The user should notice a slightly faster bootup, particularly on SSD.

The administrative features of the init system are considerably extended. (for more details see the aforementioned blog post, in particular the "A short list of other features:" part.

Native systemd service configuration files are much easier to understand and configure compared to sysvinit scripts

Dependencies

  • Successful Fedora Package review and addition to rawhide: DONE
  • systemd upstream currently lacks three features that we need before Fedora 14:
    • proper support for selinux (needs policy changes, and we want to move the policy setup in systemd, not in the initrd). DONE: Latest selinux policy update include changes for systemd.
    • We need sysv compatible implementations for /bin/reboot, /bin/shutdown and friends. We currently simply use the implementations upstart provides which work fine, but of course are suboptimal as soon as we want to replace upstart completely. DONE
    • complete set of man pages (parts are already documented, this is far from complete however). DONE
  • The readahead packages need to be adapted for systemd. readahead is currently one of the very few packages using upstart specific features and hence is not activated when booting with systemd.
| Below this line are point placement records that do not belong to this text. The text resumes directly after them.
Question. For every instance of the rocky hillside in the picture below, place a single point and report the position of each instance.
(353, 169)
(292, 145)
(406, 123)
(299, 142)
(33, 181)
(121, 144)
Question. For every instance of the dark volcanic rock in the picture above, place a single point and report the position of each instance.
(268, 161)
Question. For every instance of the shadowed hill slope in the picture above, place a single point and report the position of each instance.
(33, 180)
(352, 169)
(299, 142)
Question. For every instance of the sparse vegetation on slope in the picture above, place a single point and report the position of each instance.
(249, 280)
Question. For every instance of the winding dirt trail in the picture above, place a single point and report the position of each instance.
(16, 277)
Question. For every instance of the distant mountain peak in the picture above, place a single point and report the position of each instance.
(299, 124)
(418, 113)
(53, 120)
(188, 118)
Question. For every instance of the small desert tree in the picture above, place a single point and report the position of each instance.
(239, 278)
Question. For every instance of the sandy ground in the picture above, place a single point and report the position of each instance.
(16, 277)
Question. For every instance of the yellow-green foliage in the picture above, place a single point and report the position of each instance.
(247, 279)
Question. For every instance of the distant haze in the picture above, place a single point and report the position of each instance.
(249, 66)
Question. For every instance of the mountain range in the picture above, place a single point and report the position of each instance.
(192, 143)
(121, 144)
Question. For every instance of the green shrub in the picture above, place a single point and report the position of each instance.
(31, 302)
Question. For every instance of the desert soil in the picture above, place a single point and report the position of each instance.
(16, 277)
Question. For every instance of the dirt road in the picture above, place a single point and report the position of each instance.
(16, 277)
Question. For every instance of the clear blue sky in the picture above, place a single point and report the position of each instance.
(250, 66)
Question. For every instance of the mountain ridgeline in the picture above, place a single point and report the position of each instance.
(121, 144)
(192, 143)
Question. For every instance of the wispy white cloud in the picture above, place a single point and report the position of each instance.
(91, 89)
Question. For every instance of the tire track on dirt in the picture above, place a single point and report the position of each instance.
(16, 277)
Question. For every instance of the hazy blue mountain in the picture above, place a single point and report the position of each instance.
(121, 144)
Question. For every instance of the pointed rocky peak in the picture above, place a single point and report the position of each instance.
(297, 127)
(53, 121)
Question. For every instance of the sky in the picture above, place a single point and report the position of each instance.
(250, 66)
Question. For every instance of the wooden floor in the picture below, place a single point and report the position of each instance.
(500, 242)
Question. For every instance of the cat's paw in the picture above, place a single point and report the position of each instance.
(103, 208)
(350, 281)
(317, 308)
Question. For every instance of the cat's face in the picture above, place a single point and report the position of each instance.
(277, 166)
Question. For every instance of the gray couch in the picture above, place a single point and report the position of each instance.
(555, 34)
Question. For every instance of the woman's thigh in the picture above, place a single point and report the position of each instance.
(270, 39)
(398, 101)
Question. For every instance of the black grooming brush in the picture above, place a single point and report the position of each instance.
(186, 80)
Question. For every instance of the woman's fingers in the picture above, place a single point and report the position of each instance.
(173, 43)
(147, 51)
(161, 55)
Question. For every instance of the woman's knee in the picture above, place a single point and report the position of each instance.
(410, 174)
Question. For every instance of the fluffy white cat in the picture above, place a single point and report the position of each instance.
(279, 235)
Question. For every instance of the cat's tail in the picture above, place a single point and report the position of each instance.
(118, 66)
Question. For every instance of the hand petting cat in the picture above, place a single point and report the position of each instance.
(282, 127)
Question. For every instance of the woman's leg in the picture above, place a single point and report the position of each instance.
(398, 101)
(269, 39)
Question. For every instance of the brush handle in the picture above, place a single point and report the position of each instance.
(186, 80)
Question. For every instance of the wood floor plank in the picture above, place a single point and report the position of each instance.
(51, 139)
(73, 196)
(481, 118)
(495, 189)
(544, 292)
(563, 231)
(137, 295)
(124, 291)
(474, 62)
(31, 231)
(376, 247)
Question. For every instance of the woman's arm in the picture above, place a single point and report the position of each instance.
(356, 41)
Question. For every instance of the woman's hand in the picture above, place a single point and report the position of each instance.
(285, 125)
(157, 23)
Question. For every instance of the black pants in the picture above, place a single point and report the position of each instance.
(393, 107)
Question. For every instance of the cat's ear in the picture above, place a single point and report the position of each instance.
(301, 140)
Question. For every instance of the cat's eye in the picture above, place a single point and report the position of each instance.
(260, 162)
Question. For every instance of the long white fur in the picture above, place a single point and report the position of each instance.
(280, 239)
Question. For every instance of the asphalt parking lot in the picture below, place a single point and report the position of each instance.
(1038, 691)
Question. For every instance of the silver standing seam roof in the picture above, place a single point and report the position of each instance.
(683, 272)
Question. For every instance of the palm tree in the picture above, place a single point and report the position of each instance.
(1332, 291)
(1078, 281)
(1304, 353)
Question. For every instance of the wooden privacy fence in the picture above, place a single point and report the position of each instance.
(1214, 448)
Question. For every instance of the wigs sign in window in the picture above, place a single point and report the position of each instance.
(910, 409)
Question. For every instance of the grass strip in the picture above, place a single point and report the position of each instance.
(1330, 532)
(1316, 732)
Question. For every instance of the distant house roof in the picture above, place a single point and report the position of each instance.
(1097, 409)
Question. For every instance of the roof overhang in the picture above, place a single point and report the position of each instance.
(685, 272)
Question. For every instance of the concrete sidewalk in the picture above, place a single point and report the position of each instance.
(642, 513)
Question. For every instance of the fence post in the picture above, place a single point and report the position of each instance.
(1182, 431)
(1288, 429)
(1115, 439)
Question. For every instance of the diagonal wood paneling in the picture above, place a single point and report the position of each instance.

However, due to the more aggressive parallelization, disk access is much more random when systemd is used and hence the effect of readahead considerable. Or to put it the other way round: unless we have readahead systemd won't perform any better than upstart/sysv during bootup on rotating media. On SSD systemd is considerably faster though in every case as readahead is not necessary there.
  • A number of daemons should provide native systemd .service files in addition to sysv init scripts. I have service files for almost all standard F13 services ready, which just need to be added to the rpms.
  • A number of daemons should be patched for socket activation: rsyslog (PENDING), dbus (DONE), portmap (PENDING), avahi (DONE), nscd, cups. These patches exist (and are public) and should have upstreamable quality, but they need to be reviewed and added to the rpms.
  • A number of daemons should ship changed bus activation files to hook them up to systemd for activation (single-line change per package)
  • Requires Packaging Guidelines telling us how to use systemd unit files and whether to require both SysVinit and systemd scripts or only one of those. At present, I'm under the assumption that we will require SysVInit scripts for F14 an have systemd script unit files optional; for F15 or above, we'll look at changing those. However, since unit files seem to override the sysvinit scripts we probably need to have the guidelines for writing both systemd unit files and systemd spec file scriptlets now.

Contingency Plan

  • Revert back to ship the current Upstart package, and offer systemd just as an alternative.
  • Reverting back does not mean that any of the changes in other packages need to be rolled back. Native systemd unit files are simply ignore by other init systems, and the socket actviation patches and suchlike disable themselves automatically if systemd is not used, and become NOPs. Rolling back is hence nothing more than making upstart obsolete systemd in rawhide.
  • We are aware that trying to pull this off so quickly after the initial announcement of systemd is ambitious. However, we believe we can do this. When this is accepted by FESCO we should define a date where we reinvestigate the whole issue and should it turn out that systemd adoption as default did not work out as we intended by that date we will make upstart default again and offer systemd only as a alternatively installable option.

Documentation

Release Notes

Fedora 14 has replaced Upstart with systemd. systemd uses services files located in /lib/systemd/system for services, and /etc/systemd/system for configuration. A dozen desktop daemons [list them] have been initially converted to use systemd service files and small number of programs have been patched to take advantage of it. systemd is compatible with legacy SysV init scripts and rest of the migration will happen incrementally over time.